Jakarta · Senin, 31 Agustus 2026Cari
WargaKonoha

Protes dan Penutupan Muktamar NU-35: Konflik Aturan Fungsionaris dan Partisipasi Politik

Muktamar Ke-35 NU di Jombang diganggu oleh protes puluhan anggota Nahdliyin Muda Indonesia yang memaksa masuk ke arena pada Minggu (30/8). Mereka menentang Perkum Nomor 3 Tahun 2025 pasal 13 ayat (2) huruf c yang melarang calon Ketua Umum PBNU yang pernah menjabat di partai politik dalam 1 tahun terakhir, dengan klaim aturan tersebut diskriminatif. Akibat aksi, petugas keamanan terjebol dan peralatan seperti photobooth serta komputer absensi rusak. Sehubungan dengan protes ini, sidang pleno pemilihan Ahlul Halli wal Aqdi belum dimulai hingga laporan terakhir.

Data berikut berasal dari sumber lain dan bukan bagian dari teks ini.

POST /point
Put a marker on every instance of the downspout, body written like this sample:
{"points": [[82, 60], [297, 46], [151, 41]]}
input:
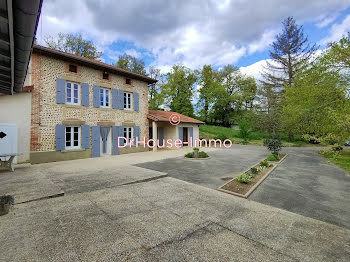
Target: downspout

Sementara itu, Presiden Prabowo Subianto secara resmi menutup Muktamar Ke-35 NU di Pondok Pesantren Bahrul Ulum, Jombang, pada Senin (31/8) pukul 09.00 WIB. Ia juga turun secara aktif pada pembukaan acara pada Kamis (27/8) sebelumnya. Muktamar yang berlangsung selama tiga hari dihadiri puluhan ribu muktamirin. Protes massa terhadap Perkum tersebut juga menyebabkan penundaan sidak pleno pemilihan AHWA selama 8 jam, meskipun perbedaan pendapat berhasil diselesaikan melalui musyawarah dengan ulama, kiai, dan Rais Aam. Panitia menyatakan Presiden Prabowo terkesan dengan sambutan tertib dan antusiasme peserta.